La voz del rey volvió a sonar lejana, como si no saliera de su cuerpo.
—¿Qué quiere decir la peor parte?
—Majestad…, nuestro ejército… ha sido deshecho. No existe.
La reina se tapó el rostro con las manos, la camarera mayor, que había permanecido inmóvil, se acercó y le ofreció un pañuelo. Luisa Gabriela de Saboya estaba llorando.
—¿Tenéis detalles, capitán? —preguntó el rey.
—Majestad, las bajas habidas en combate son incontables, así como los prisioneros. Temo, majestad, que no ha quedado una sola unidad, siquiera del tamaño de una compañía, a la que se le pueda dar ese nombre. Los hombres que no han caído en el campo de batalla o en manos del enemigo, han tratado de salvarse huyendo y escondiéndose.
—¿Y Villadarias?
—Lo ignoro todo acerca del general. No sé si está prisionero, si viene hacia la corte o si ha tomado otra decisión. Lo último que sé son las órdenes que me dio, y que estoy cumpliendo; eso fue cuando ya la desbandada de los nuestros había comenzado y todo estaba perdido.
El rey guardó silencio durante un largo rato. Infantado y la camarera permanecían mudos, y el capitán inmóvil, manteniendo la posición de marcialidad que requería la situación, porque nadie le había dicho que descansase. La reina gemía con creciente intensidad.
—¿Qué has visto desde Zaragoza hasta la corte? —La voz real seguía siendo anodina.

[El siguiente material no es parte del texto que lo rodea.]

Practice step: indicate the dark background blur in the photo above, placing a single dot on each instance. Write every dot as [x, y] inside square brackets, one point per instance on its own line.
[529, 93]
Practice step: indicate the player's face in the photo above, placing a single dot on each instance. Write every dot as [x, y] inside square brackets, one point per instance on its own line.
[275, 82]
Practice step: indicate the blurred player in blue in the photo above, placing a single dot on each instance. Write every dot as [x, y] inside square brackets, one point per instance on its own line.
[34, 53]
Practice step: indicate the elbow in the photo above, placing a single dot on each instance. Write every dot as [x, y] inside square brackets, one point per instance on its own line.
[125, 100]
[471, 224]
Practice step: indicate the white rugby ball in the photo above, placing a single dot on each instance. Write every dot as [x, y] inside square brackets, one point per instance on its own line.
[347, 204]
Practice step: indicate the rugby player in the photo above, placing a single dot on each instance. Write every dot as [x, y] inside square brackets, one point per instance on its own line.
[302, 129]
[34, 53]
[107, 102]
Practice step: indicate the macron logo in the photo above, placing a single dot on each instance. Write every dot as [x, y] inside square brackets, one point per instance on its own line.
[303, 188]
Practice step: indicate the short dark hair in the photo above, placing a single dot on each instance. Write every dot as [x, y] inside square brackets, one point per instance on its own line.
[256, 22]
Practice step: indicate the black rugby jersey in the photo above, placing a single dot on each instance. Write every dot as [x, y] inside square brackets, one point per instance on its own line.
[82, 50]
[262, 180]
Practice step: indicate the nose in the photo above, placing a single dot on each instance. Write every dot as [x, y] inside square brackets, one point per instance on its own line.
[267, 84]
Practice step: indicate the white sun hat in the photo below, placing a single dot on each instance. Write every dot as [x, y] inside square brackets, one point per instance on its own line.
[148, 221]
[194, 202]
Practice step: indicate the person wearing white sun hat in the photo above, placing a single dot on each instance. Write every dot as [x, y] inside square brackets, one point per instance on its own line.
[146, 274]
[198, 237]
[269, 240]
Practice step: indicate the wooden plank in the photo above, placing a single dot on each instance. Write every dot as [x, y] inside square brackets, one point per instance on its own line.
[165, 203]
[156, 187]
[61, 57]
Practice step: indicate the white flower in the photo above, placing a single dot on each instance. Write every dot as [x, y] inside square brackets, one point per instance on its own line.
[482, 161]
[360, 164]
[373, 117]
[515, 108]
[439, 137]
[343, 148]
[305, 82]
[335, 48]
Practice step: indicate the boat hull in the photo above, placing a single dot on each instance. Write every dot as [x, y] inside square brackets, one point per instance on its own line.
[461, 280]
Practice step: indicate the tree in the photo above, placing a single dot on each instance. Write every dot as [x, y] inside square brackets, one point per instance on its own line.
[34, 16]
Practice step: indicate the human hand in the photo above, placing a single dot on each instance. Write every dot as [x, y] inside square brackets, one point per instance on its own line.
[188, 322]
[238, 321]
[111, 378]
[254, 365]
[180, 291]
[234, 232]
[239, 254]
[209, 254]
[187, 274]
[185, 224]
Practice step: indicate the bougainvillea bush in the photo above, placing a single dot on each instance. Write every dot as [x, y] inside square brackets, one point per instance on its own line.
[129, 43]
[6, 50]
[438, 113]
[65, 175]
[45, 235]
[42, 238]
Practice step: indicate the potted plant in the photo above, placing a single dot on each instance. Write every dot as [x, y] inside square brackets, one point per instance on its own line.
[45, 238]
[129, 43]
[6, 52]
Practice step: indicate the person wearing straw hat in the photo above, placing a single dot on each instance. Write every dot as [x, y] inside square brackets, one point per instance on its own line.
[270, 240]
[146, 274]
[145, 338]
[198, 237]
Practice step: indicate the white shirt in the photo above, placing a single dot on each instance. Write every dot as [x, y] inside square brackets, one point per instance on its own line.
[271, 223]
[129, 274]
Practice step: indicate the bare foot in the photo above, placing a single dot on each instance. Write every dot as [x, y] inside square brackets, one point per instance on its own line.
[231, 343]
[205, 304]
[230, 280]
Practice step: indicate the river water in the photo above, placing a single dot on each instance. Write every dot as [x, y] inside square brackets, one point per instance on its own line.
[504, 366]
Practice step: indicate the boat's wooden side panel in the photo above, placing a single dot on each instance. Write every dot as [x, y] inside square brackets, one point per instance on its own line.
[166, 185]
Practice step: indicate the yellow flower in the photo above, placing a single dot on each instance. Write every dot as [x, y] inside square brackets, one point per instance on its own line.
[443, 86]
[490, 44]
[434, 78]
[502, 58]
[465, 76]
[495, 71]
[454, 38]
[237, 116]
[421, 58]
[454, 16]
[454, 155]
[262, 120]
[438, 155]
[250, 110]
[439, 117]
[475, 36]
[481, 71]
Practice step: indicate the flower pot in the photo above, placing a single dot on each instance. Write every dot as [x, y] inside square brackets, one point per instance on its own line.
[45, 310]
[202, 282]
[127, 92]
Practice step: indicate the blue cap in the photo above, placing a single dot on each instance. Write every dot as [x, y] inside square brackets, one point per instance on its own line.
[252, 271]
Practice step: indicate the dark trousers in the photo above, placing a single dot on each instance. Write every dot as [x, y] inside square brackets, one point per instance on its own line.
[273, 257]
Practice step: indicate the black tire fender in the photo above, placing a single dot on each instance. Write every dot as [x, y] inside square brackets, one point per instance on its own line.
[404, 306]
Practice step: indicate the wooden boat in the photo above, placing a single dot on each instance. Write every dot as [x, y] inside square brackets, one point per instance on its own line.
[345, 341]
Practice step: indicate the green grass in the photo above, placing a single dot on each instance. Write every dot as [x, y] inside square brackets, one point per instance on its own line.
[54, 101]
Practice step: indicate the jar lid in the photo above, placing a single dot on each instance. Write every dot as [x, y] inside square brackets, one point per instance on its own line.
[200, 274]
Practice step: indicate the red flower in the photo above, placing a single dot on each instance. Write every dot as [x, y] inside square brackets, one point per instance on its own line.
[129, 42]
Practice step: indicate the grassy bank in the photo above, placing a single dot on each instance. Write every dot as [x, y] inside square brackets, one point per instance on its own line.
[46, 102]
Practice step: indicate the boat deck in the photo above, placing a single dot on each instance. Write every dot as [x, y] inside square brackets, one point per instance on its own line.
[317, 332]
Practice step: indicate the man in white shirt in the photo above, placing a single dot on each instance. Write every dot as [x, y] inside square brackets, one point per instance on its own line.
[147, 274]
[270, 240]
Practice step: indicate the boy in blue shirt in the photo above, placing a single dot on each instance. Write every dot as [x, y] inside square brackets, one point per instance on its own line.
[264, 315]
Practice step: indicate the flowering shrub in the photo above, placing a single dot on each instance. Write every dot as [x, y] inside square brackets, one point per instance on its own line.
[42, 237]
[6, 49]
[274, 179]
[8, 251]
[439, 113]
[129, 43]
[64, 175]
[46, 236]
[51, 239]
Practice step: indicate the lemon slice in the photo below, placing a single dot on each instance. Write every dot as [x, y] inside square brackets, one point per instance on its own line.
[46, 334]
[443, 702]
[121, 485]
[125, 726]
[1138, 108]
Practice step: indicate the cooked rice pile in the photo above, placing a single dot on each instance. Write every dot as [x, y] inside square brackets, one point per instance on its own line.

—Nada, majestad; no hay nada que oponer al enemigo, si es eso a lo que se refiere vuestra majestad. Si no se levanta un ejército para hacer frente a las tropas de Stanhope y Stahremberg, no hay nada entre Zaragoza y Madrid que pueda obstaculizar su avance sobre la corte.
Felipe V pareció quedar sumido en una profunda meditación que todos respetaron, salvo la reina, que había pasado del gemido más o menos controlado al llanto desconsolado.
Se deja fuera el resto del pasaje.